By his wife he had five sons and five daughters.

===Sons===
- Lewes Stucley (1529–1581), eldest son and heir, Standard Bearer to Queen Elizabeth I. He married twice: firstly to Anne Hill, daughter of Sir Giles Hill and widow of Christopher Hadley; secondly to Janet Powlett, daughter of ".... Powlett of Dorset".
- George Stucley, second son.
- Thomas Stukley (c. 1520 – 1578) "The Lusty Stucley", third son, a mercenary who fought in France, Ireland and in the naval Battle of Lepanto (1571) in the Gulf of Corinth, Greece, and was killed at the Battle of Alcazar (1578) fighting the Moors. It was alleged that he was an illegitimate son of King Henry VIII. He was a Roman Catholic recusant and a rebel against the Protestant Queen Elizabeth I. He married a daughter of "Powlett".
- Hugh Stucley, fourth son, of North Beckland in the parish of Hartland, Devon.
- Amias Stucley, fifth son, who married Frances/Francisca Pollard, daughter of Sir Richard Pollard of Way, St Giles in the Wood, Devon, (the senior and original line of the Pollard family and first cousin twice removed of Sir Lewis Pollard of Bishop's Nympton) by his wife Joane Bampfield, a daughter of Sir Edward Bampfield (died 1528) of Poltimore in Devon.

===Daughters===
- Anne Stucley, who married William Bellew (1512–1578) of Ash in the parish of Braunton, Devon and of Alverdiscott in Devon, descended from the Bellews of Bellewstown, County Meath in Ireland. William's great-grandfather John Bellew had married Anne Fleming, one of the two daughters and co-heiresses of John Fleming of Bratton Fleming and Ash. The Fleming family was one of the most ancient in North Devon. Anne Stucley's eldest son was Richard Bellew of Ash, whose marriage to Margaret St Leger (daughter of Sir John St.
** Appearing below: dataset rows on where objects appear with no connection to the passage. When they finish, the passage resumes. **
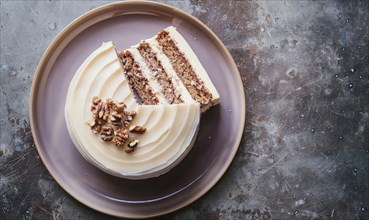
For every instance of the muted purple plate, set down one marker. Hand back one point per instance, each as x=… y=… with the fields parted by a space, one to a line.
x=126 y=23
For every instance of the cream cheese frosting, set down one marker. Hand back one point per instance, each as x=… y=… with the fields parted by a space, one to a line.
x=171 y=129
x=185 y=48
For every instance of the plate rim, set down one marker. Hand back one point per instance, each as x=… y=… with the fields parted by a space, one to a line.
x=39 y=73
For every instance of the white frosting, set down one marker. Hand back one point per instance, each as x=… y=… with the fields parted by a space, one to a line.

Leger (died 1596), of Annery, MP and Sheriff of Devon) was commemorated by the erection in the private chapel at Ash of an elaborate heraldic mural monument, now in St Brannoc's Church, Braunton, which includes a shield showing the arms of Stucley with eight quarterings. (Note: See :File:BellewMonumentBrauntonDevon.PNG for a photo and details.)
- Mary Stucley, who married twice. Firstly to Tristram Larder (1515–1547) lord of the manor of Upton Pyne, whose mother was Isabella Bonville, daughter of John Bonville (died 1491) of Combe Raleigh in Devon, the "spurious son" of the magnate William Bonville, 1st Baron Bonville (1391–1461) the step-brother of Hugh Stucley (died before 1457). Her second marriage was to John Prideaux (1520–1558), of Nutwell, in the parish of Woodbury, Devon, which estate he purchased. He was MP for Devon in 1554 and a Serjeant-at-law. A monument thought to date from the late 16th century survives in Woodbury Church showing on a tomb chest two recumbent figures said to be of a Prideaux and his wife.
- Awdrie Stucley, who married twice. Firstly in 1546 to William Yeo, son of Hugh Yeo 1485 - 1548 of Fayrelynche, Braunton, Devon, and Alice his wife His great-grandfather was William Yeo of Heanton Satchville, Petrockstowe in Devon, a substantial landowner and the eventual heir of whose line was the Rolle family. Her second marriage was in 1563 (as the first of his three wives) to Roger Giffard (1533–1603) of Tiverton Castle, in Devon. The elaborate mural monument of Roger Giffard survives in the chancel of St Peter's Church, Tiverton, displaying the arms of Stucley, inscribed in Latin. (Note: The inscription is still plainly visible on the monument and was quoted in 1789 by Sir Egerton Brydges in "The Topographer".)
- Agnes Stucley, who married John Giles (died 1606) of Bowden, in the parish of Ashprington, Devon, who purchased the adjoining estate of Sharpham from Edward Drewe.
- Katherine Stucley, who married John Carew of Bickleigh in Devon, without children.

==Sources==
- Hoskins, W.G., A New Survey of England: Devon, London, 1959.
- Pole, Sir William (died 1635), Collections Towards a Description of the County of Devon, Sir John-William de la Pole (ed.), London, 1791.
- Risdon, Tristram (d.1640), Survey of Devon, 1811 edition, London, 1811, with 1810 Additions
- Vivian, Lt.Col. J.L., (Ed.) The Visitations of the County of Devon: Comprising the Heralds' Visitations of 1531, 1564 & 1620, Exeter, 1895.